Saturday’s recipe called for cauliflower, garlic, nutritional info, a dash of fun and yogurt.
The smoked paprika was optional. But the end result — a cauliflower dip — was for sure delicious.
For 16-year-old Cedric Adams, the CrEATe Lab cooking workshop held at the Arts & Science Center for Southeast Arkansas was a way to continue honing his skills.
“I think it’s helping,” he said about learning to eat healthier.
Cedric attended this year’s earlier cooking workshops learning to wash, chop and dice his way around the kitchen. Like this workshop, the previous ones were taught by cooking expert Faith Anaya.
Anaya is the founder of the Central Arkansas-based program, “Today, Kids Cook!”
Since starting it up in 2004, Anaya has worked with more than 2,000 youngsters in after-school classes and summer camps.
The ASC workshop was limited to eight and it was full.
MORE THAN JUST A CLEAN PLATE
The program’s overall goal is to help Jefferson County families “turn knowledge of dietary choices into meals that they will enjoy and can afford,” said Shakeelah Rahmaan, the center’s public programs coordinator.
“We want kids to learn to cook healthy food. They take their knowledge home with them,” Rahmaan said.
Anaya agreed, adding, “I’m trying to get them to try unusual or different foods and try new ways of cooking.”
It’s hard to break Southern cooking traditions, she said.
For Casey Reed, 13, and Cali Reed, 7, who are brother and sister, Anaya’s offering of skillet cornbread wasn’t like the muffins their mom made.
Still, Casey said, “It’s good to learn…We learned a different way to make pasta.”
Casey had taken a class in the past.
Most of the kids who sign up for the program are between the ages of 12 and 15, although it’s open to ages 10 to 17.

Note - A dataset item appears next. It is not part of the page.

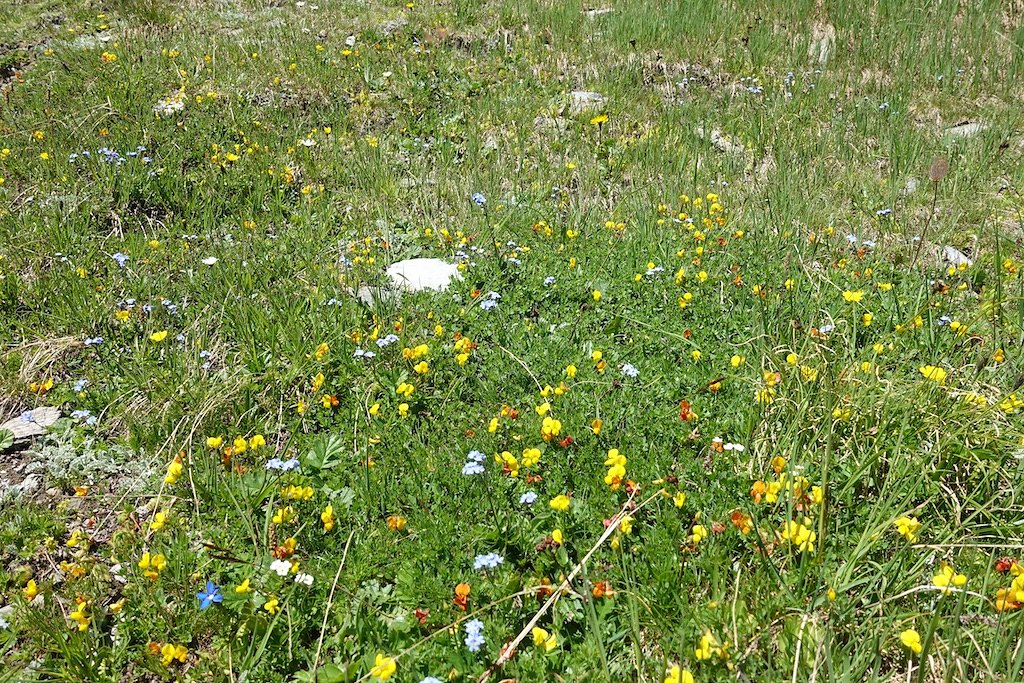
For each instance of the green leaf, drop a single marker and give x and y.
(331, 673)
(326, 454)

For kids, it’s about having fun while learning, and many excel at cooking, Rahmaan said.
BAKED INTO THE WORKSHOPS
CrEATe Labs have three components — cooking, gardening and shopping.
Students are taught “basic skills, such as how to properly wash, peel, chop and slice various food items.

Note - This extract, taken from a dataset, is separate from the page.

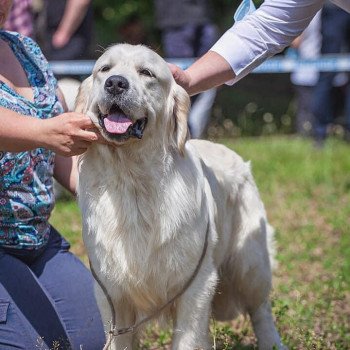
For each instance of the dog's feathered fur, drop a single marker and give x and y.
(147, 204)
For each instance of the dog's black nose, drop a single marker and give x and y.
(116, 84)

How to avoid illness from improper food preparation will also be taught,” Rahmaan said.
They also learn how to read a nutrition label, and a registered dietitian teaches nutrition workshops during the series.
Ultimately, children learn to independently prepare nutritious meals, Rahmaan said.

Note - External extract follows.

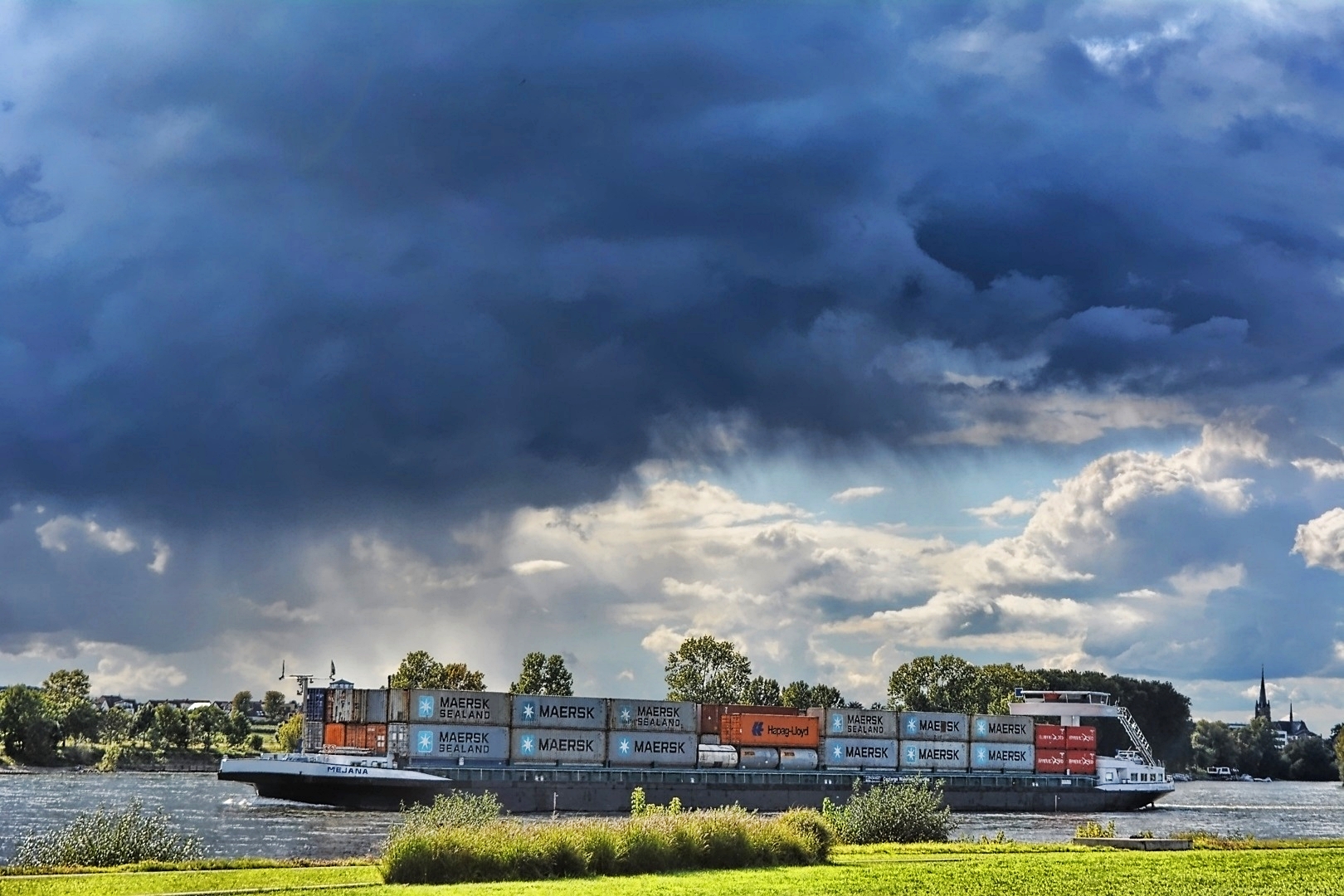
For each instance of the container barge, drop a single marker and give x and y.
(585, 754)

Cedric said, “I enjoy it. It’s fun…I’ve learned a lot.”
So much so, that Cedric and his younger brothers, Mekhi, 13, and Quentin, 11, signed up for all three of the October workshops.
Rahmaan said, Cedric and his brothers have become familiar faces and are getting more comfortable in the kitchen.
“We enjoy helping our mom in the kitchen especially when helping make quesadillas,” Quentin said.
TOPPING THE SCALES, NOT
IN A GOOD WAY
According to the state Health Department, Jefferson County’s obesity rates for adults is about 39.1%, while another 31.7% are overweight.
Youth obesity is about 24.7%, and another 17.8% are overweight.
According to the Arkansas Coalition for Obesity and Prevention, the state’s adult obesity rate is 34.5%, up from 25.2% in 2003 and from 17% in 1995.
Obesity is at least a score of 30 or more Body Mass Index (BMI) and overweight is measured at 25 to 29.9.
Further complicating the problem, about 44. 2% of the county’s population is categorized as having low health literacy.
Rahmaan said weight is a problem that the art center and its sponsoring partners are attempting to address through this program.
Sponsors include Blue & You Foundation for a Healthier Arkansas and the Pine Bluff Area Community Foundation, an affiliate of Arkansas Community Foundation.
For more information about the CrEATe Lab workshops, people can contact Rahmaan at (870) 536-3375 or firstname.lastname@example.org.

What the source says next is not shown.